3. Next, doubleclick the image legend and choose "interval", then apply when you’re all done.  Then, you should have your green map on the screen.
4. Now, hit the little painter's pallete icon on view's menu.  Save the temporary file (this creates a fake legend, based on the colormap file that’s in the same directory as the grid you opened as an image.  The levels in the legend correspond to the levels you entered in gridviewer.aml.
5. In your layout, simplify the legend, and then plug in your own numbers corresponding to each level.  You will then have a nice map and legend! Arc-Info/ArcView Vector (Point) method (easier):
With your outputs from postme or postsim.exe, you should run postmegridpoint, available with the amls' you can download from the software section.  Once this is done, open the files up in arcview, and either use the dnr tools arcview script to summarize them (if you choose) in order to choose the percentile you want (see below), or open up the final point shapefile you want to use.  Then you need to decide on the final map scale you want to use, and make your view window exactly that size.  Then, you need to classify your points as you like, and turn them into squares (see the video (postmegridpoint.avi) on how to do this if you're not sure).  This can be then brought into a layout and turned into a final map.
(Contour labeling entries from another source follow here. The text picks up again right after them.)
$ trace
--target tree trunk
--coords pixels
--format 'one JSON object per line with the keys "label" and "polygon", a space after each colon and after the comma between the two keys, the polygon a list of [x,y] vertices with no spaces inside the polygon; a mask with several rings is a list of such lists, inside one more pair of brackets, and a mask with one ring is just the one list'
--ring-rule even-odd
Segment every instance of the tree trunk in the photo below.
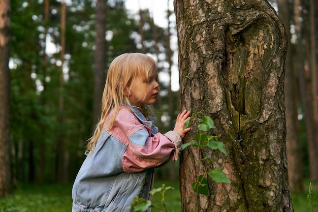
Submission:
{"label": "tree trunk", "polygon": [[[317,4],[317,3],[315,3]],[[316,48],[316,28],[315,23],[315,11],[316,9],[315,5],[315,1],[310,1],[310,11],[309,11],[309,20],[310,20],[310,68],[311,72],[311,102],[312,102],[312,112],[311,114],[312,117],[312,123],[311,126],[312,129],[314,129],[312,131],[312,137],[313,138],[313,142],[315,144],[315,155],[317,156],[318,153],[318,95],[317,95],[317,64],[316,64],[316,51],[317,48]],[[318,181],[318,171],[314,170],[316,172],[315,175],[315,177],[313,177],[313,180],[317,181]]]}
{"label": "tree trunk", "polygon": [[[44,43],[44,46],[42,47],[42,51],[43,51],[43,65],[42,66],[42,71],[43,71],[43,79],[44,79],[43,80],[43,90],[42,91],[41,94],[41,104],[43,108],[45,108],[46,104],[46,69],[47,67],[47,55],[46,54],[46,52],[45,52],[45,49],[46,49],[46,36],[47,35],[47,31],[48,31],[48,22],[49,21],[49,5],[50,3],[49,0],[45,0],[44,1],[44,22],[45,24],[44,25],[44,38],[43,42]],[[46,128],[45,127],[45,125],[44,123],[41,124],[41,130],[42,136],[43,138],[46,138]],[[40,144],[40,172],[39,174],[39,183],[40,184],[43,184],[45,180],[45,156],[46,154],[46,139],[45,138],[41,139],[41,144]]]}
{"label": "tree trunk", "polygon": [[[303,46],[302,45],[301,27],[300,22],[300,11],[299,8],[301,8],[300,1],[295,0],[294,1],[294,11],[295,25],[296,33],[297,37],[297,48],[296,54],[299,61],[298,76],[299,81],[299,94],[301,97],[301,106],[302,112],[304,116],[305,126],[306,128],[306,135],[307,138],[308,158],[309,161],[309,167],[310,169],[310,178],[314,181],[318,180],[318,168],[317,165],[317,146],[316,141],[313,136],[314,128],[312,126],[313,123],[312,118],[312,104],[311,102],[310,95],[311,93],[310,85],[308,85],[308,72],[305,69],[305,62],[304,60]],[[308,94],[309,93],[309,94]]]}
{"label": "tree trunk", "polygon": [[[171,33],[170,32],[170,20],[169,18],[172,14],[172,12],[169,9],[169,1],[168,0],[168,9],[167,11],[167,19],[168,20],[168,27],[167,28],[167,61],[168,64],[168,73],[169,75],[169,83],[168,85],[168,95],[169,99],[169,114],[170,117],[169,120],[169,129],[173,129],[174,125],[173,117],[174,117],[175,111],[175,101],[173,101],[173,93],[171,90],[171,69],[172,69],[172,57],[173,52],[171,49],[170,45],[170,39],[171,38]],[[175,181],[176,180],[176,166],[174,161],[170,162],[170,180]]]}
{"label": "tree trunk", "polygon": [[[266,1],[176,0],[181,106],[214,121],[226,155],[189,147],[180,164],[183,211],[293,211],[283,96],[287,36]],[[197,123],[184,141],[193,140]],[[213,157],[211,167],[199,162]],[[204,169],[209,195],[192,188]],[[196,202],[197,196],[198,201]]]}
{"label": "tree trunk", "polygon": [[288,35],[289,48],[286,55],[286,68],[285,72],[284,94],[286,111],[286,147],[287,149],[287,164],[288,176],[291,190],[301,191],[303,190],[302,162],[299,135],[297,123],[297,95],[294,93],[294,85],[297,84],[293,69],[293,59],[291,43],[290,27],[290,7],[288,0],[278,0],[279,17],[285,25]]}
{"label": "tree trunk", "polygon": [[64,113],[64,74],[63,73],[63,67],[64,66],[64,55],[65,54],[65,29],[66,20],[66,5],[64,0],[61,2],[61,52],[60,58],[61,65],[60,68],[60,73],[59,77],[60,83],[60,93],[58,103],[58,113],[59,113],[59,135],[57,138],[57,181],[59,183],[66,181],[66,173],[64,172],[64,149],[65,138],[64,131],[63,128],[63,113]]}
{"label": "tree trunk", "polygon": [[95,38],[95,74],[93,123],[97,124],[106,74],[106,5],[107,0],[97,0],[96,4],[96,37]]}
{"label": "tree trunk", "polygon": [[11,192],[10,161],[10,3],[0,0],[0,197]]}

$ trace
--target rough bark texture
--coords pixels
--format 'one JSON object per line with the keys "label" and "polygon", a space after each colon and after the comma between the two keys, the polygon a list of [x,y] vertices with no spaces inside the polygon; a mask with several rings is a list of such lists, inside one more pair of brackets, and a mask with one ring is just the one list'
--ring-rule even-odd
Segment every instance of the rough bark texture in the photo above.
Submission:
{"label": "rough bark texture", "polygon": [[96,37],[95,38],[95,67],[94,77],[94,105],[93,123],[98,122],[101,109],[103,91],[105,86],[106,75],[106,5],[107,0],[97,0],[96,2]]}
{"label": "rough bark texture", "polygon": [[[289,0],[278,0],[279,17],[285,25],[287,33],[288,50],[286,55],[284,94],[286,112],[286,147],[288,176],[291,191],[302,191],[303,187],[302,162],[299,144],[297,117],[297,92],[294,86],[297,81],[294,74],[293,50],[291,43],[290,7]],[[297,90],[297,89],[296,89]]]}
{"label": "rough bark texture", "polygon": [[10,162],[10,4],[0,0],[0,197],[11,190]]}
{"label": "rough bark texture", "polygon": [[[226,155],[188,147],[180,164],[183,211],[292,211],[283,96],[287,36],[266,1],[175,0],[182,108],[211,116]],[[185,142],[193,140],[197,124]],[[191,185],[212,156],[232,183]],[[197,208],[196,209],[196,205]]]}

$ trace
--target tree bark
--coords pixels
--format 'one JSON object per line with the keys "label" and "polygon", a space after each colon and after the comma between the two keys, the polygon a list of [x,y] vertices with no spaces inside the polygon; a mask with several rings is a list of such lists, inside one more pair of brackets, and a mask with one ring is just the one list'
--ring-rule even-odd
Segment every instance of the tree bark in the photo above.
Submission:
{"label": "tree bark", "polygon": [[106,5],[107,0],[97,0],[96,4],[96,37],[95,38],[95,74],[93,123],[97,124],[99,117],[103,91],[106,78]]}
{"label": "tree bark", "polygon": [[[175,0],[175,12],[181,107],[211,116],[227,150],[183,152],[181,210],[293,211],[285,143],[287,41],[276,12],[266,1]],[[213,166],[199,162],[205,157],[213,157]],[[192,183],[215,167],[231,184],[208,180],[209,195],[195,194]]]}
{"label": "tree bark", "polygon": [[287,33],[288,50],[286,55],[284,94],[286,111],[286,147],[287,149],[287,164],[288,176],[291,190],[301,191],[303,190],[302,162],[299,135],[297,123],[297,95],[294,93],[294,86],[297,81],[293,70],[293,59],[291,43],[290,27],[290,7],[288,0],[278,0],[278,13],[279,17],[284,23]]}
{"label": "tree bark", "polygon": [[314,137],[314,131],[312,123],[313,123],[312,104],[311,101],[311,88],[309,84],[309,74],[305,69],[305,62],[304,59],[304,49],[302,45],[301,27],[300,22],[301,16],[299,8],[301,8],[300,0],[294,1],[294,20],[296,33],[297,37],[296,54],[298,58],[298,76],[299,84],[299,94],[301,101],[302,113],[304,116],[305,126],[306,128],[306,135],[307,142],[309,167],[310,169],[310,178],[312,181],[318,180],[318,166],[317,165],[317,149],[316,141]]}
{"label": "tree bark", "polygon": [[10,161],[10,2],[0,0],[0,197],[11,192]]}
{"label": "tree bark", "polygon": [[67,173],[64,172],[65,163],[64,161],[64,152],[65,151],[65,136],[63,124],[64,123],[64,73],[63,67],[64,66],[64,55],[65,55],[65,29],[66,21],[66,4],[64,0],[61,2],[61,28],[60,28],[60,58],[61,65],[59,75],[59,89],[60,93],[58,102],[58,115],[59,119],[59,135],[57,138],[56,148],[56,165],[57,166],[57,172],[56,178],[59,183],[66,182],[67,178]]}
Go to:Choosing the percentile to use as the estimate

  • Back in ArcView, you want to create or import a county coverage (or FIA units...).  This will allow you to calculate county-level stats of FIA data and compare that with the same area's statistics calculated from the modeled map (reminder:  after the nonforest areas have been masked out/removed...).  This will allow you to test which of your postme results agrees best with the FIA summary stats for the same areas.
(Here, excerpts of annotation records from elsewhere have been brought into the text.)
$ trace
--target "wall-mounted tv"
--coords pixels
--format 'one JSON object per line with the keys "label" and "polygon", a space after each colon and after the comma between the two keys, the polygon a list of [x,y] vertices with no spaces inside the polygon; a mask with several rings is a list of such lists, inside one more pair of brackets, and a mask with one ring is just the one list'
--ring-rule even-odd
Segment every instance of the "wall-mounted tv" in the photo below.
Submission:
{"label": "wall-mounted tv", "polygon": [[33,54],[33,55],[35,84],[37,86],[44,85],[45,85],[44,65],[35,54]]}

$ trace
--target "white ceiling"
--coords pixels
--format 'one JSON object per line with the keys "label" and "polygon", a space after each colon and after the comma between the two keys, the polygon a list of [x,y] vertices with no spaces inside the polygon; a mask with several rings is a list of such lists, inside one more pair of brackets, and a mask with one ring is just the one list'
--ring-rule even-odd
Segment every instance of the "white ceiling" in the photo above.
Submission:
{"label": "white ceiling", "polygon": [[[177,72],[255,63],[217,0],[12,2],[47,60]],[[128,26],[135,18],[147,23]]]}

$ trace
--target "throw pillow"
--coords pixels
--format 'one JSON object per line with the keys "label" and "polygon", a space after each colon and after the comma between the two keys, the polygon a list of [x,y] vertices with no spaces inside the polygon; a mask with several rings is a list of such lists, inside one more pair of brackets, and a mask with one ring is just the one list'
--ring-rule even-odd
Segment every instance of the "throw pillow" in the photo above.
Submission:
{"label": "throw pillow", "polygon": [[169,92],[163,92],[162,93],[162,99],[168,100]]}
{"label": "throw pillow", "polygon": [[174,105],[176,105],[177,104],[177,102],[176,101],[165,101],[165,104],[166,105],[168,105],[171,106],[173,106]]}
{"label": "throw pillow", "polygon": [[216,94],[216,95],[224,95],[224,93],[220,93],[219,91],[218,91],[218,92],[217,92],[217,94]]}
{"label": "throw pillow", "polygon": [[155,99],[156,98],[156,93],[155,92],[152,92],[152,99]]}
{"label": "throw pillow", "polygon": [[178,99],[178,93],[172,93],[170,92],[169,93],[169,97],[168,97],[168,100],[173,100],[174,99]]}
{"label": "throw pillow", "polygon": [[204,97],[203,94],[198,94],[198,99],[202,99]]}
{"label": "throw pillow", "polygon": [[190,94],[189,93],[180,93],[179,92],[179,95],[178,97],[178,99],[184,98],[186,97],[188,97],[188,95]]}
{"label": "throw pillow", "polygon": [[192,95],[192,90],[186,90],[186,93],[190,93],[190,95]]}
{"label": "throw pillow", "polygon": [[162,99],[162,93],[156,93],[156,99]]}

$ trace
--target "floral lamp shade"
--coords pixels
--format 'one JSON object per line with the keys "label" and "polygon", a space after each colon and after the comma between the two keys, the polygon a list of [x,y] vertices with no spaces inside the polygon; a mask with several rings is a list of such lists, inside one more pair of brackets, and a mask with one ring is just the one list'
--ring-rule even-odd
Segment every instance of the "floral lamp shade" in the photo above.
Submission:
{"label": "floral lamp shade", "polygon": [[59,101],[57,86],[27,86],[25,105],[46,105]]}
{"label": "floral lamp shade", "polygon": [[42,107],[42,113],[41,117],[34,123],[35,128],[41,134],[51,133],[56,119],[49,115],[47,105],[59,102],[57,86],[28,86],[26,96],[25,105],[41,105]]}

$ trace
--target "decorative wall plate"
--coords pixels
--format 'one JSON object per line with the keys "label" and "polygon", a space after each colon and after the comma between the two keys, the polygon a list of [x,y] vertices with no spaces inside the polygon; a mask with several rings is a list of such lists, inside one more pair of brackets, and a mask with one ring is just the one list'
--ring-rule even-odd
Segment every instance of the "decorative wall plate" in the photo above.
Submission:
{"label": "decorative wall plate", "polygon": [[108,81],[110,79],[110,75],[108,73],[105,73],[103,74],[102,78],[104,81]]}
  • Next, you want to summarize your plot data in ArcView:  using DNR’s arcview tools extension (after you install it, you can find it under “window” in the top toolbar when a view is active), click the summation button.  Choose “add record id” if prompted, and then choose as the summary field the species you simulated.  This will create for you a table of summary values, which you can delete later, and it will automatically join this summary table to your polygon theme.  You’re really interested in mean and standard deviation.  Export your polygon theme attribute table, somewhere you want to keep it.
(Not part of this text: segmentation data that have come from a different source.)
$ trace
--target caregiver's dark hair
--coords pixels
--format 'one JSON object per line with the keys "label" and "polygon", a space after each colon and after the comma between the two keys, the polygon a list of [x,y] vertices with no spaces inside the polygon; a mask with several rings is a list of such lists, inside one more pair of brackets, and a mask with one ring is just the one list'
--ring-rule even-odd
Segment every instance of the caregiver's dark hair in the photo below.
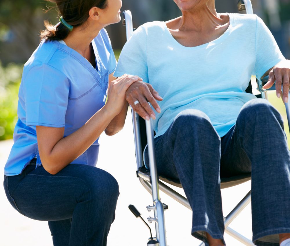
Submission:
{"label": "caregiver's dark hair", "polygon": [[[73,26],[84,24],[89,17],[90,10],[93,7],[104,9],[107,4],[107,0],[44,0],[55,3],[60,15],[62,16],[64,19]],[[41,40],[62,40],[66,37],[70,32],[61,23],[54,26],[46,20],[44,25],[46,29],[41,31],[39,35]]]}

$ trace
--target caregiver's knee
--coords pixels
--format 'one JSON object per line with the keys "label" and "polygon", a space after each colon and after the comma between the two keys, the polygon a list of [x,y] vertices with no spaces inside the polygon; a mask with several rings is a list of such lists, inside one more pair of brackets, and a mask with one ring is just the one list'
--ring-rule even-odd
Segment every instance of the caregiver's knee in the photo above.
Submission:
{"label": "caregiver's knee", "polygon": [[111,198],[117,200],[119,186],[116,179],[111,174],[99,168],[94,169],[92,176],[86,181],[87,188],[95,197]]}

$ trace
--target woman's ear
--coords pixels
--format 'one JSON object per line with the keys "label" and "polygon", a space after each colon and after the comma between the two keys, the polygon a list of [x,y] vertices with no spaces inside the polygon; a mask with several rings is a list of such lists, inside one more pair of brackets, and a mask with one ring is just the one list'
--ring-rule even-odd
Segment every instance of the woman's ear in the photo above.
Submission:
{"label": "woman's ear", "polygon": [[100,18],[100,9],[97,7],[93,7],[89,11],[89,15],[93,20],[97,21]]}

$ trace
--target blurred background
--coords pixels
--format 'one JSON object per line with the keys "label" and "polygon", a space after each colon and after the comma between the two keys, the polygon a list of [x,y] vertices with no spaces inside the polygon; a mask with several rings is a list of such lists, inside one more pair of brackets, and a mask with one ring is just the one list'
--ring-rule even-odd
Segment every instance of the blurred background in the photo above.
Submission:
{"label": "blurred background", "polygon": [[[290,58],[290,0],[253,0],[254,12],[264,20],[284,56]],[[220,12],[238,12],[237,0],[216,0]],[[173,0],[124,0],[134,27],[148,21],[166,21],[180,15]],[[11,138],[16,120],[18,87],[23,65],[39,43],[44,20],[53,24],[59,16],[53,3],[43,0],[0,1],[0,140]],[[46,13],[48,8],[52,9]],[[117,56],[126,42],[121,23],[106,28]]]}
{"label": "blurred background", "polygon": [[[220,12],[237,12],[237,1],[238,0],[216,0],[217,10]],[[284,56],[290,59],[290,0],[252,0],[252,1],[254,12],[264,20]],[[173,0],[123,0],[123,3],[121,11],[131,10],[135,28],[146,22],[166,21],[180,14]],[[44,28],[44,20],[48,20],[54,24],[58,22],[59,16],[55,8],[45,13],[48,8],[54,6],[53,3],[43,0],[0,0],[0,140],[5,140],[0,141],[0,164],[2,168],[13,143],[11,139],[17,120],[17,95],[23,65],[39,43],[38,35],[39,31]],[[117,59],[126,41],[125,28],[119,23],[108,26],[106,29]],[[270,101],[286,120],[283,103],[273,92],[270,92],[269,93]],[[116,177],[119,183],[121,193],[116,219],[112,225],[108,239],[109,245],[122,245],[119,243],[120,240],[128,236],[131,241],[130,243],[127,241],[126,245],[145,245],[148,236],[148,232],[144,229],[144,225],[136,221],[128,210],[124,208],[131,202],[138,205],[138,208],[143,206],[143,210],[140,212],[144,212],[146,218],[147,212],[145,206],[151,202],[149,194],[145,193],[146,192],[145,190],[142,194],[139,192],[141,186],[137,184],[137,179],[135,177],[135,164],[131,123],[130,117],[127,118],[124,129],[120,133],[113,137],[103,135],[100,140],[102,149],[98,166]],[[285,127],[288,128],[287,126]],[[286,131],[289,132],[288,129]],[[126,146],[126,150],[124,151],[120,146]],[[115,151],[114,155],[110,153],[112,149]],[[123,163],[124,160],[120,163],[120,159],[126,160],[126,162]],[[120,164],[123,165],[122,170],[115,168]],[[1,179],[3,178],[3,175],[1,177]],[[0,179],[0,182],[2,181]],[[238,202],[240,198],[236,194],[243,195],[247,192],[250,189],[251,181],[241,186],[242,186],[238,191],[231,189],[235,189],[231,188],[222,191],[223,201],[224,199],[226,201],[225,205],[223,203],[224,214],[227,214]],[[0,199],[3,201],[2,209],[0,211],[1,221],[0,231],[2,234],[0,237],[0,245],[36,246],[42,242],[43,246],[52,245],[47,223],[29,220],[20,215],[12,208],[5,196],[3,189],[0,189]],[[230,197],[231,199],[224,199],[225,197]],[[166,199],[168,200],[166,198],[163,201],[168,204]],[[166,226],[168,244],[171,246],[181,245],[176,236],[178,235],[183,238],[184,246],[193,245],[194,243],[196,243],[195,245],[199,244],[198,241],[190,234],[190,211],[181,210],[182,208],[174,201],[171,201],[170,203],[171,209],[166,212],[166,219],[175,221],[178,225],[171,223]],[[171,210],[172,208],[175,209]],[[176,210],[180,208],[178,214],[180,216],[177,216]],[[246,211],[239,216],[239,220],[235,224],[233,222],[231,224],[231,226],[251,238],[250,206],[248,206]],[[124,226],[124,223],[126,225],[132,225]],[[141,231],[142,233],[140,232]],[[140,241],[141,238],[143,243],[136,243]],[[240,243],[231,240],[233,239],[226,238],[228,245],[241,246]]]}

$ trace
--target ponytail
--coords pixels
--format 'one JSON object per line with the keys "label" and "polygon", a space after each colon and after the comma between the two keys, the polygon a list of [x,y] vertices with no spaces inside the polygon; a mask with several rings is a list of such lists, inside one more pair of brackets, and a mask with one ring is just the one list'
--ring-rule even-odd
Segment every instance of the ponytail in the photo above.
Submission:
{"label": "ponytail", "polygon": [[[80,26],[89,18],[89,11],[97,7],[104,9],[107,0],[45,0],[56,4],[60,15],[63,16],[65,23],[73,26]],[[49,9],[48,10],[49,10]],[[47,21],[44,21],[46,30],[41,31],[40,41],[61,40],[66,38],[70,30],[61,22],[55,26]]]}
{"label": "ponytail", "polygon": [[54,26],[45,20],[44,26],[46,29],[41,31],[39,35],[41,41],[62,40],[68,36],[70,32],[69,30],[60,22]]}

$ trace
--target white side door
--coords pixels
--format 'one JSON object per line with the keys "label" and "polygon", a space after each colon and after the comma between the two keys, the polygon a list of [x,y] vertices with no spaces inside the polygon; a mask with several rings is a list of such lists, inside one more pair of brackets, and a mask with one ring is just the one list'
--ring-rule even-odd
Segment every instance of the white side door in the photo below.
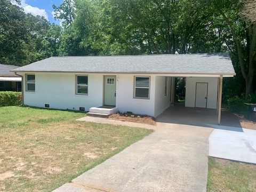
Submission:
{"label": "white side door", "polygon": [[195,107],[207,107],[208,83],[196,83]]}

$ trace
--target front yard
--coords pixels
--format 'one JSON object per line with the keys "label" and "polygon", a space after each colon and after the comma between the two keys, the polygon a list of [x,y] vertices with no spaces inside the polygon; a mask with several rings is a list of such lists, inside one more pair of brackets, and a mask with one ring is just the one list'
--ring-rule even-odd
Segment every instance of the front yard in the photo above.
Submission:
{"label": "front yard", "polygon": [[209,157],[207,191],[256,191],[256,165]]}
{"label": "front yard", "polygon": [[152,132],[75,121],[85,115],[0,107],[0,191],[51,191]]}

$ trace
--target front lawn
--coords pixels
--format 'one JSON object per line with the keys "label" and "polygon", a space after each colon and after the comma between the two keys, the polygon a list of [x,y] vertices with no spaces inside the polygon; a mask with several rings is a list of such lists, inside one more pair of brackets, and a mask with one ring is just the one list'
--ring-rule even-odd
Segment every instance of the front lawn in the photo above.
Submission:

  • Now, with your postme results, you want to do the same thing you did with the plot data, but only with the map data.  The purpose of these last two steps is to create 2 statistics files which can be compared.  You will have statistics for each county, and you will want to use them to see which of your realizations you will want to choose as the one you will report as your final estimate.  (e.g., after you’ve compared the plot statistics with those of the estimated maps, you might find that the 50th percentile more closely matches the local statistics of the fia data than the 30th percentile for some reason…)  In general, the 50th through the 70th percentiles seem to most closely match with the FIA means, with the rarer species typically requiring the higher percentiles. (see discussion).
  • You want to compare these statistics files:  how does the mean and sd of the original data in county x agree with those from the estimates of each of the realizations?  See the video on this:  video (avsumstats), video (excel join), & video (pivottable.avi).